No... put the hone down. No honing please! I know they make them... it doesn't mean you should use them. :D

Honing is the worst thing you can do for a caliper rebuild. Brake fluid is hygroscopic. It attracts water. Water and fresh metal = RUST. I've never seen an ATE caliper that needed the bore honed. They don't grow fangs or anything. Media blast them clean then plate them. The seal is the sealing surface. Small pitting will not matter one bit once it's cleaned properly and replated.

Rust is the number 1 reason 99.9% of all calipers fail gang. They sit, water gathers around the rubber bore seal, rust forms where the piston eventually wore the zinc plating off the bores... now you have a sticking caliper. Dust boots crack and, as mentioned, the hygroscopic nature of the fluid (and the fact that nobody changes the fluid annually... do I sound like your dentist?) brings water in to the system.

So... when you hone the bore, you leave fresh steel inside that bore. Fresh steel and water? We "fixed" a caliper for a friend who rebuilt his own. It was a rare and valuable 914-6 rear caliper. He rebuilt it two months prior. Rust was already building up in his freshly honed bore. They generally last a couple years and they'll need it again. Which brings me to my final point; zinc, not cad.

"MANY" people make the cad mistake. Many of the plated bits on your car are cad. BMW used a lot of it. BMW did not make your calipers. ATE did, and they used zinc because it is a sacrificial coating and a much better protectant than cad.

Luis... GREAT JOB. :-D

P.S. Chinese seal kits on your BMW calipers? I thought I read in this thread that that's a viable solution?? :D Please do not. They have "NEVER" figured out how to get the proper amount of anti-ozonates in the rubber. Those seals usually crack and crumble in two to three months. That and big box caliper rebuilds that don't have "any" finish on them (they will be useless in two years) are not solid advice for really cool collectable cars. If you must be cheap, go Luis' route and do it right. The zinc plating is the single most important step in rebuilding a caliper, followed by quality seals but, hey, it's only your brakes... (sorry) ;)
 
For what it's worth...PMB has done several sets for me and

More are boxed and ready to ship.

As good as it gets.
 
Yellow zinc plating worked, but not on every part...
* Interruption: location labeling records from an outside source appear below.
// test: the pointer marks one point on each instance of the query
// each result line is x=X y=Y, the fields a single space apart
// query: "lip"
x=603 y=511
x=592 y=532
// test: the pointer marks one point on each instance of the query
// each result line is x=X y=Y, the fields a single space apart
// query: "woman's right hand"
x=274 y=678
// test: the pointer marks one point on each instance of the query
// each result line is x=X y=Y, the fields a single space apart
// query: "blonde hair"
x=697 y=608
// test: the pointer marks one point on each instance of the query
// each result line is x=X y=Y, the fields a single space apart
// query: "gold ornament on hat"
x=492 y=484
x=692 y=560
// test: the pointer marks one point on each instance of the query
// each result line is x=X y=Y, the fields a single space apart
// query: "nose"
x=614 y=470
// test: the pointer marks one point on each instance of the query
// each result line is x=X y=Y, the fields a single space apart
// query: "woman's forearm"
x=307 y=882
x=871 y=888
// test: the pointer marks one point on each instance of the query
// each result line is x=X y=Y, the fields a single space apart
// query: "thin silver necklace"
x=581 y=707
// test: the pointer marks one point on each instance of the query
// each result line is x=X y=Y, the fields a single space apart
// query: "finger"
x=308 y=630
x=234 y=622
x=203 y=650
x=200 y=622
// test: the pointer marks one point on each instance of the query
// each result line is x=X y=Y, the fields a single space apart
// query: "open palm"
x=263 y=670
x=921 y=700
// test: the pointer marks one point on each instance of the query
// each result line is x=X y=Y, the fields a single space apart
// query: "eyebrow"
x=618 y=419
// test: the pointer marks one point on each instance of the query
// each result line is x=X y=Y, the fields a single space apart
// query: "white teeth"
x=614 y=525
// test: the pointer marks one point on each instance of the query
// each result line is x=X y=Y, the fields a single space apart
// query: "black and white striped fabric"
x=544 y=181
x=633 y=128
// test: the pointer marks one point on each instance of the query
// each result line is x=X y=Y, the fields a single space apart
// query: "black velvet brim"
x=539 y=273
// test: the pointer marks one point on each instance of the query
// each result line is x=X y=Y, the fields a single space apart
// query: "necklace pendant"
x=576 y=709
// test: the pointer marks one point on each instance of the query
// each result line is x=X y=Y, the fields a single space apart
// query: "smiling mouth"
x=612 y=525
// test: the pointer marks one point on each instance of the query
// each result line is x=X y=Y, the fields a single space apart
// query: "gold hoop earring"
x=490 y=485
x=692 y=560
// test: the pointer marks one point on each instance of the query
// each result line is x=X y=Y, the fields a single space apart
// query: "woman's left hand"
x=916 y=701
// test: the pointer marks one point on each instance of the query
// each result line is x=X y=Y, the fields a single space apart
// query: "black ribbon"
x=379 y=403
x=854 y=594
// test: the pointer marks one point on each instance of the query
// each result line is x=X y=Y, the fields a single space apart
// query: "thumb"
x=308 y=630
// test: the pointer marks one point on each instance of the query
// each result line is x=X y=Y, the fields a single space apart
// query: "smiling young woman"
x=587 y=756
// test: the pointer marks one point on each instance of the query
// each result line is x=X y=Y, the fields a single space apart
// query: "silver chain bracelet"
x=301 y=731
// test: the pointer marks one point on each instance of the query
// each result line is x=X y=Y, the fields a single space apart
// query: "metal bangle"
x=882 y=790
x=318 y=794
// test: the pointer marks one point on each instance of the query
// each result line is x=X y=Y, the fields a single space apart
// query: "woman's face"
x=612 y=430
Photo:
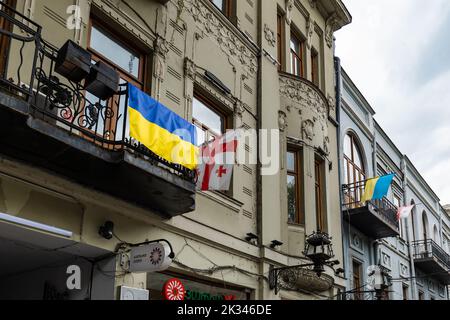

Got my calipers plated at a local shop; Yellow zinc as per advise here.
Sandblasted them myself, all sides & everything open, including the bores.

The plating went quite OK with the calipers, though not all passages will be coated on the inside, and the caliper bores are not as thick coated as the outside.

But what got me wondering is that my plater was not succesfull in plating the pistons (bought new ones later anyway) and the 10 mm steel plates that fit between the rear caliper halves. They simply havenone, or only a very, very thin layer of zinc. It now a week ago. if you scratch the side of the pistion with your nail, you get rust under it....

All parts were processed in one batch, all was nice & shiny, but not the pistons nor the intermediate blocks
- 1st pic shows the calipers; at first glance nice, but after 2 weeks some white rust was coming up. visible at the corners as white dust.
-2nd pic show my fasteners. They are normal Allen M7 sized bolts. Should be black to be original, but they are not the original bolts (should be RIBE head) so I didn't push it.
- 3rd pic with the pistons and 10mm thick plates (spacers) after plating; they did not pick up any real amount of zinc, so they still look unprotected to me.

I haven't finished the build of the calipers because of this.

Question to the group: is my plater doing something wrong here?


The plating company that cast steels can be difficult, and a solution for cast steel is to use a non accidic type of yellow zinc coating. So that must be a pH<7 treatment; alkaline? (i'm no chemical expert)

PMB, any advice? What type of zincbath is used by your plater? (accidic or alkaline?)